Cheguei à conclusão que não dá pra fugir da gente. Não dá pra tentar se adequar a um contexto que não condiz com nosso ser. Tinha a informação, mas agora experimentei. É fato. Sou louca? Não sei. Se ser inadequada for loucura, eu sou. Se não pertencer a lugar algum for sinal de insanidade, eu sou.

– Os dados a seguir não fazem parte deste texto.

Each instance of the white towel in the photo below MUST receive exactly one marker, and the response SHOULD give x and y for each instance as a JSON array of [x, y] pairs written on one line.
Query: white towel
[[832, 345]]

Essa busca frenética por não buscar nada é doentia. Melhor parar e entrar. Não tem como sair mais. Não tem como fingir. Não tem como tentar assumir uma personagem "consciente" para integrar o contexto mundo. Não farei mais distinções. O mundo é espiritual. O espírito é mundano. É tudo uma coisa só. É tudo um universo do qual sou parte integrante e indissociável. Tentei. Entendo que o tempo todo quis me situar em algum lugar. Quis descobrir onde me enquadrar. Não posso, não consigo. Não mais. A única certeza de que dispunha agora não passa de passado. Tudo passa. Meu ser é a única coisa que fica. Eu sou a única que não pode se apartar de mim mesma. Eu sou a prova cabal de que somente o ser permanece. A capa muda. O envólucro sofre mudanças, sente mudanças, festeja mudanças. O ser se mostra certo do que quer, certo que é, e não está nem aí para os planos e vontades de uma personagem que acredita e insiste em se fazer real. A vida vem de lá e garante: não é. Danem-se os planos. Esqueça dos sonhos. Entre. Entre. Não precisa bater a porta. Mas entre. Mergulhe nessa zona sem chão, sem paredes, sem teto, sem lógicas... Entre no lugar tão claro, tão perto, tão em si mesmo, que é o último onde resolvemos penetrar. Dá medo, mas pessoa: feche os olhos. Através dessa aparente escuridão a luz se mostra. Já não sei mais como entrar. Talvez nunca tenha aprendido. Entrei porque entrei. Entrei porque o caminho de casa a gente diz que o carro já sabe, mas não que eu tivesse seguido um manual, olhado um roteiro, ou tivesse instalado um GPS...
Entrar. Preciso. É minha única saída.